2026/7/22掲載記事だがファイナンシャルフィールドの提供記事(Yahoo!ニュース掲載)で「70歳の父が再雇用で月「18万円」稼いでいます。「年金だけでは不安だから」と働き続けていますが、“65歳以上”で仕事を続ける人はどれくらいいるのでしょうか? 同年代の収入事情も解説」という話題があった。
高齢期の雇用はお金の不安と切り離すことはできない。高齢期でも働く理由として経済的な理由は常に上位にあがる。老後のマネープランを考えるとき、「取り崩しをできるだけしたくない」という考えは強く、働き続けることがその大きな対策となりうる。
家計調査年報でいえば月5万円くらい取り崩しているわけで(いわゆる老後に2000万円の根拠)、月5万円稼げているなら退職金等の取り崩しを働いている限り遅らせることができるわけだ。
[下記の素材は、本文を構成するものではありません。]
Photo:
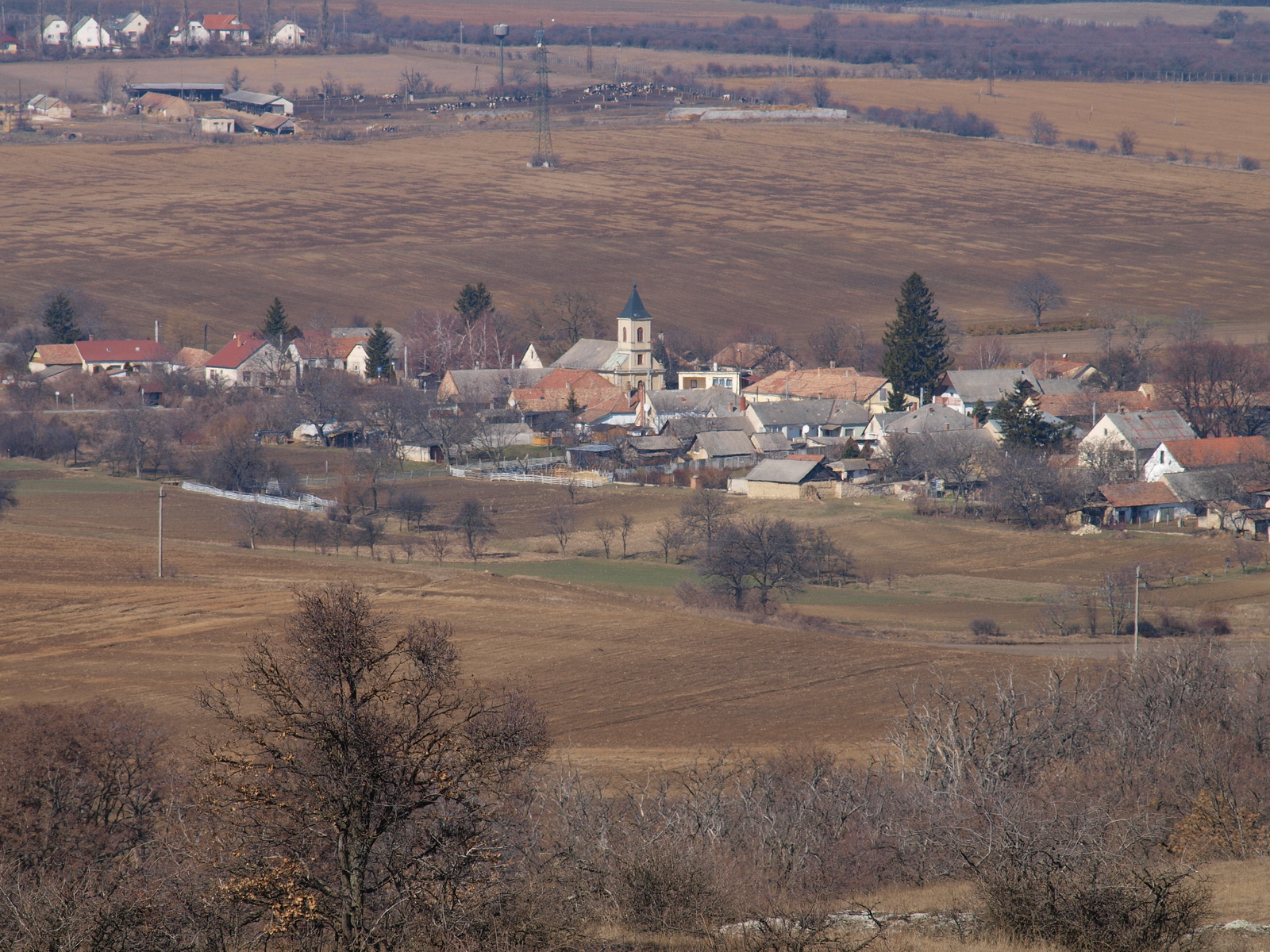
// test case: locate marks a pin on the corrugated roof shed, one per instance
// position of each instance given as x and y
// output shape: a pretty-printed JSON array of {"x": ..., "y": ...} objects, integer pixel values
[
  {"x": 1127, "y": 494},
  {"x": 1217, "y": 451},
  {"x": 717, "y": 443},
  {"x": 1147, "y": 431},
  {"x": 783, "y": 470}
]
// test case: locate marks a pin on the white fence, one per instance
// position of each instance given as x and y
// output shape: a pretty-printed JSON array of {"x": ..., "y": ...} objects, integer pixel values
[
  {"x": 591, "y": 479},
  {"x": 306, "y": 503}
]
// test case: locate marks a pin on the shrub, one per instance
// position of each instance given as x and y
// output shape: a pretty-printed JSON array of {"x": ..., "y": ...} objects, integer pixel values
[
  {"x": 1213, "y": 625},
  {"x": 1170, "y": 626},
  {"x": 986, "y": 628}
]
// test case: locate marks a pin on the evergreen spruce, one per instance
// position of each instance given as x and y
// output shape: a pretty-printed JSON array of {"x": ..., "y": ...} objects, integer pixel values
[
  {"x": 916, "y": 344},
  {"x": 60, "y": 321},
  {"x": 474, "y": 302},
  {"x": 276, "y": 327},
  {"x": 379, "y": 353},
  {"x": 1022, "y": 424}
]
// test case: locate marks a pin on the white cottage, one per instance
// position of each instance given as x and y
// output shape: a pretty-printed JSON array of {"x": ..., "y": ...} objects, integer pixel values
[
  {"x": 55, "y": 31},
  {"x": 88, "y": 33},
  {"x": 287, "y": 33}
]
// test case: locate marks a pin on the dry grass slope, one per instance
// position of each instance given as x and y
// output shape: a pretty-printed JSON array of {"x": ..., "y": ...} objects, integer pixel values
[{"x": 842, "y": 213}]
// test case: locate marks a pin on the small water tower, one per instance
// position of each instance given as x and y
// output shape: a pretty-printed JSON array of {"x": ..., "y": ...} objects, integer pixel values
[{"x": 501, "y": 31}]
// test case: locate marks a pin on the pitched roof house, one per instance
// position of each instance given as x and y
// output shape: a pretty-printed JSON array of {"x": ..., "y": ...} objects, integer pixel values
[
  {"x": 784, "y": 479},
  {"x": 1134, "y": 432},
  {"x": 1183, "y": 456},
  {"x": 810, "y": 418},
  {"x": 88, "y": 33},
  {"x": 226, "y": 29},
  {"x": 287, "y": 33},
  {"x": 562, "y": 387},
  {"x": 962, "y": 390},
  {"x": 249, "y": 361},
  {"x": 486, "y": 389},
  {"x": 103, "y": 355},
  {"x": 315, "y": 352},
  {"x": 822, "y": 384}
]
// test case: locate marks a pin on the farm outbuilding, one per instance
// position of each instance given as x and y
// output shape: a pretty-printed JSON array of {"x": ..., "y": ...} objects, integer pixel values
[{"x": 784, "y": 479}]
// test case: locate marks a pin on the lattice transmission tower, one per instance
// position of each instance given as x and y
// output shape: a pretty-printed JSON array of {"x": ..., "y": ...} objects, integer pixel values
[{"x": 544, "y": 156}]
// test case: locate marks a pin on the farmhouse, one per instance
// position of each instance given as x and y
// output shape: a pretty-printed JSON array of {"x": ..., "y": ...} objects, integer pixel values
[
  {"x": 1133, "y": 433},
  {"x": 48, "y": 106},
  {"x": 103, "y": 355},
  {"x": 962, "y": 390},
  {"x": 226, "y": 29},
  {"x": 248, "y": 361},
  {"x": 287, "y": 33},
  {"x": 1187, "y": 455},
  {"x": 321, "y": 352},
  {"x": 810, "y": 418},
  {"x": 785, "y": 479},
  {"x": 822, "y": 384},
  {"x": 55, "y": 31},
  {"x": 129, "y": 29},
  {"x": 1142, "y": 501},
  {"x": 622, "y": 362},
  {"x": 723, "y": 448},
  {"x": 88, "y": 33}
]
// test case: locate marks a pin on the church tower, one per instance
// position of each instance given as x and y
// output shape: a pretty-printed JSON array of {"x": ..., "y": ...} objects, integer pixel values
[{"x": 635, "y": 334}]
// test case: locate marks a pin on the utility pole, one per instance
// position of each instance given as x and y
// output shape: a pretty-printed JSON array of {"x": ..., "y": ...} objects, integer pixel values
[
  {"x": 1137, "y": 588},
  {"x": 160, "y": 530}
]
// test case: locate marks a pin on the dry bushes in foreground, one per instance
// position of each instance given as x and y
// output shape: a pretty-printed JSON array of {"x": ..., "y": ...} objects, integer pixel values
[{"x": 360, "y": 793}]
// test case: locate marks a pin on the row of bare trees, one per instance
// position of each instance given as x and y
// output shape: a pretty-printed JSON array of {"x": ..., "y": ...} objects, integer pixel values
[{"x": 355, "y": 791}]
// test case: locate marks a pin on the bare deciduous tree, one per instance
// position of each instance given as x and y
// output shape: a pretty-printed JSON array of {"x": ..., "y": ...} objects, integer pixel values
[
  {"x": 560, "y": 522},
  {"x": 361, "y": 778},
  {"x": 1037, "y": 294},
  {"x": 605, "y": 531}
]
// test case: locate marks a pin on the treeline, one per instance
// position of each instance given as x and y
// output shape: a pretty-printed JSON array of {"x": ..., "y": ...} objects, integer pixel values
[
  {"x": 937, "y": 48},
  {"x": 353, "y": 791}
]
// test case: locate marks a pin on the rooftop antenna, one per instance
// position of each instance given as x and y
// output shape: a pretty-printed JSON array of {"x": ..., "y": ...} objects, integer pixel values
[{"x": 543, "y": 155}]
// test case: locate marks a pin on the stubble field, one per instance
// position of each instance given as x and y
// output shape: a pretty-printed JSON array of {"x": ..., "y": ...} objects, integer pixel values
[
  {"x": 772, "y": 225},
  {"x": 629, "y": 678}
]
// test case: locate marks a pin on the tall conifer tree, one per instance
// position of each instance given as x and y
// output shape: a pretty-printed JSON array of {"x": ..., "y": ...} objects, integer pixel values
[
  {"x": 379, "y": 353},
  {"x": 916, "y": 344},
  {"x": 60, "y": 321}
]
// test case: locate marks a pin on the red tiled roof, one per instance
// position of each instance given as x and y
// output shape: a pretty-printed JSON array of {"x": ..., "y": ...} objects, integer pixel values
[
  {"x": 124, "y": 351},
  {"x": 1124, "y": 494},
  {"x": 221, "y": 21},
  {"x": 831, "y": 384},
  {"x": 321, "y": 347},
  {"x": 1219, "y": 451},
  {"x": 1083, "y": 404},
  {"x": 1053, "y": 367},
  {"x": 237, "y": 352},
  {"x": 57, "y": 355}
]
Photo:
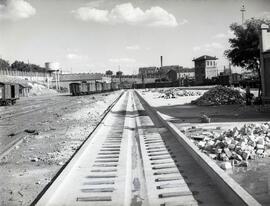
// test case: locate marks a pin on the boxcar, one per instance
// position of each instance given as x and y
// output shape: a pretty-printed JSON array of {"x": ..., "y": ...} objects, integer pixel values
[
  {"x": 99, "y": 87},
  {"x": 92, "y": 87},
  {"x": 75, "y": 89},
  {"x": 9, "y": 93}
]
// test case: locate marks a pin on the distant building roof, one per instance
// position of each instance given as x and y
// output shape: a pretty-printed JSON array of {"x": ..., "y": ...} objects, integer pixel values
[
  {"x": 182, "y": 70},
  {"x": 205, "y": 57},
  {"x": 81, "y": 77},
  {"x": 187, "y": 70}
]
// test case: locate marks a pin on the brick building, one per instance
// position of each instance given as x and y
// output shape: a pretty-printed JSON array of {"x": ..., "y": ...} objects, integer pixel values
[{"x": 205, "y": 68}]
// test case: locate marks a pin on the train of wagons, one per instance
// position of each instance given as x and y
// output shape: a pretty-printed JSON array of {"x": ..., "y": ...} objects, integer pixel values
[
  {"x": 84, "y": 88},
  {"x": 9, "y": 93}
]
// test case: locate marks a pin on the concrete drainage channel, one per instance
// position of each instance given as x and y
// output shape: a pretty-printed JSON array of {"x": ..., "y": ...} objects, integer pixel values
[{"x": 133, "y": 158}]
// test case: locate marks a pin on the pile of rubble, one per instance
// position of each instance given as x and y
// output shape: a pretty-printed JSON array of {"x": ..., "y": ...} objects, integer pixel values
[
  {"x": 238, "y": 145},
  {"x": 220, "y": 95},
  {"x": 172, "y": 93}
]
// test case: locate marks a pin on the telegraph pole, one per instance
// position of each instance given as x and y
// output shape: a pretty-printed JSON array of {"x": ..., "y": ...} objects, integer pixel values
[{"x": 243, "y": 10}]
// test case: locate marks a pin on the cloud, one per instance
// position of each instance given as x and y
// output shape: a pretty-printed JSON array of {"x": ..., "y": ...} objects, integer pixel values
[
  {"x": 208, "y": 47},
  {"x": 220, "y": 36},
  {"x": 196, "y": 48},
  {"x": 128, "y": 14},
  {"x": 122, "y": 60},
  {"x": 74, "y": 56},
  {"x": 133, "y": 47},
  {"x": 16, "y": 9}
]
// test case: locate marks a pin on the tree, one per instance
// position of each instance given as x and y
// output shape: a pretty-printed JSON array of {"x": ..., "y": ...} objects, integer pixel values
[
  {"x": 4, "y": 64},
  {"x": 119, "y": 73},
  {"x": 109, "y": 72},
  {"x": 245, "y": 46}
]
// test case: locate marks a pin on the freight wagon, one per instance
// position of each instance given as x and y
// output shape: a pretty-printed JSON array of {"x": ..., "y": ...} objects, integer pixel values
[
  {"x": 9, "y": 93},
  {"x": 84, "y": 88}
]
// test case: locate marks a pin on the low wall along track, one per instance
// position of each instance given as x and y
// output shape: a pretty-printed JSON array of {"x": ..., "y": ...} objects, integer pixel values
[{"x": 135, "y": 158}]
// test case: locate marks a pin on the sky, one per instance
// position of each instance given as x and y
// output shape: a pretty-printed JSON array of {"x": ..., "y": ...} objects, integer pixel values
[{"x": 100, "y": 35}]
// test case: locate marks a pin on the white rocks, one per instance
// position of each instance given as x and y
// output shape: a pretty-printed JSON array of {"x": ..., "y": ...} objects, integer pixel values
[
  {"x": 34, "y": 159},
  {"x": 239, "y": 144},
  {"x": 220, "y": 95},
  {"x": 226, "y": 165}
]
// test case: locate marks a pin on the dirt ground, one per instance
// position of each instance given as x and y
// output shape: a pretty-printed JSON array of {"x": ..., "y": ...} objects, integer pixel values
[{"x": 61, "y": 125}]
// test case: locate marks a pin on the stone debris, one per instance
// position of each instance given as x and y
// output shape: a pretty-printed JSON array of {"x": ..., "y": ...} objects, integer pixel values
[
  {"x": 174, "y": 92},
  {"x": 238, "y": 144},
  {"x": 205, "y": 119},
  {"x": 34, "y": 159},
  {"x": 31, "y": 131},
  {"x": 221, "y": 95}
]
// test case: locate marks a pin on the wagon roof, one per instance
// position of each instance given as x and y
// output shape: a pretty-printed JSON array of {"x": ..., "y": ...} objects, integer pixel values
[{"x": 12, "y": 80}]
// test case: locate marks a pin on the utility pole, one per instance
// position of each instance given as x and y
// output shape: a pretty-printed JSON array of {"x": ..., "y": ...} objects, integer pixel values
[{"x": 243, "y": 10}]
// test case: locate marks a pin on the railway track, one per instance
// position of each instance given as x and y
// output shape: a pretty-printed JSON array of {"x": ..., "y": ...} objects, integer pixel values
[{"x": 132, "y": 158}]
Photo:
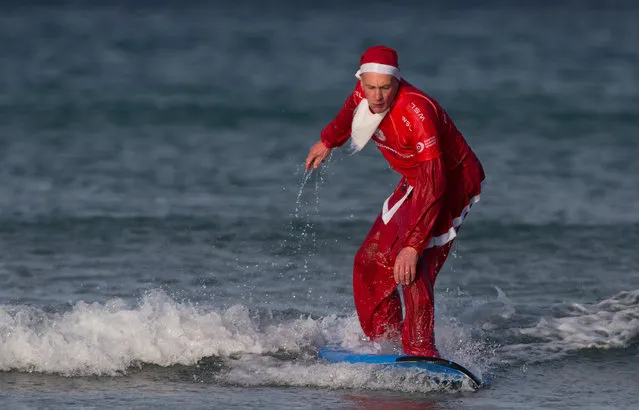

老後のお金の不安の何割かは、そもそも「老後が長すぎる」ことに起因している。1980年代頃のように老後が10年ならそれほどお金の問題に苦労はしない(1000万円の退職金があれば月8万円使える)。ところが今は、65歳の女性は25年の老後を平均的に生きる時代だ。老後が長いからまたやりくりも厳しくなる。
「リタイア・シフト」の時代に、経済的不安がある人は「とりあえず」の感覚でも働き続けるほうがいいだろう。年収は大きく下がってもいい(下がるなら下がった金額に見合う働きだけすればいい)。それだけで人生最後の数十年、収支が一気に改善することになるだろう。
そして案外、「働きがい」が幸福にもつながっているところもあるのだ。